The evening was lovely, and the blue waves of the ocean rolled in shining ripples which seemed to flow along with us.

Hislop and I stood on the forecastle leaning over the lee bow, and watching the white foam bubbling under her forefoot, as the sharp cutwater cleft the sea, till the rising spray began to sparkle about the catheads; then the brine-dripping anchors were fished up to the gunwale, and finally hoisted on board.

Fresher came the breeze, and now, as the studding-sail booms were rigged out to port and starboard, the ship flew through an ocean crimsoned by the setting sun, and I heard Hislop, as he sat on the bowsprit, singing in the lightness of his heart,—

Gaily we go o'er the salt blue seas,
And the waves break white before us;
Our canvas aloft swells out in the breeze;
And home points the pennant o'er us.

CHAPTER XLVI.
THE HOMEWARD VOYAGE.

My heart beat happily; I was no longer a lonely maroon, but on the high road to home and Old England.

We had several days of the finest tropical weather, and they passed unmarked by a greater incident than seeing a shoal of dolphins, sparkling as they surged through the brine; the silvery flying-fish leap from one green watery slope to another, while the dark crooked fin of the stealthy shark glided as usual in the trough of the sea between; a piece of weedy drift-wood with Mother Cary's chickens or albatrosses floating near it, or perhaps at the horizon, the topsails of a vessel hull-down, appearing for a time like white or dusky specks, according to the position of the sun.

The captain of the San Ildefonso perceiving that Marc Hislop and I were great friends kindly placed us in the same watch.

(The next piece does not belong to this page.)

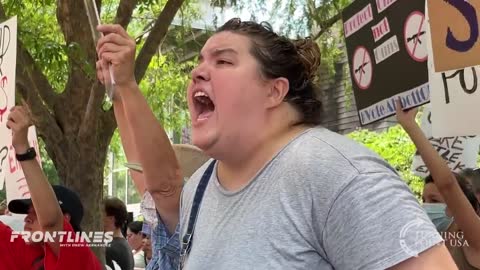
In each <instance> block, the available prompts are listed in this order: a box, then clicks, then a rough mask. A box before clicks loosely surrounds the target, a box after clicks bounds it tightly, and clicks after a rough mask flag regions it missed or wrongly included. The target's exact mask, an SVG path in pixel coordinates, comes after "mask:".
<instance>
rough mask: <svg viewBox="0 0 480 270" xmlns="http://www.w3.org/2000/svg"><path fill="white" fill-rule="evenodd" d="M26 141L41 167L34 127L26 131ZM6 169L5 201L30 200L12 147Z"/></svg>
mask: <svg viewBox="0 0 480 270" xmlns="http://www.w3.org/2000/svg"><path fill="white" fill-rule="evenodd" d="M28 141H29V142H30V145H31V146H32V147H34V148H35V151H36V152H37V162H38V163H39V164H40V167H41V165H42V162H41V160H40V154H39V153H40V149H39V147H38V139H37V132H36V130H35V127H33V126H32V127H30V128H29V129H28ZM7 159H8V160H7V161H6V162H5V163H7V166H8V167H7V168H6V177H5V186H6V188H7V201H8V202H10V201H11V200H15V199H26V198H30V191H29V189H28V185H27V180H26V179H25V175H24V174H23V170H22V167H21V166H20V162H18V161H17V159H16V158H15V149H14V148H13V146H10V147H9V149H8V157H7Z"/></svg>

As for Antonio the Cubano, we never went near him if we could avoid it. He was placed in the cable tier, and for more complete security, in the bilboes, which are iron shackles that confine the feet. However, we daily heard from the surgeon, and from Fra Anselmo, who was somewhat skilled in surgery, and who undertook his cure bodily and mentally, that the wound under the right armpit had proved slight, though the lung had escaped narrowly, but that the other in the breast had penetrated the fleshy portion of the heart, and was a very dangerous one. The friar added, "that the Cubano was not one of those men who are easily killed, and thus he would recover rapidly."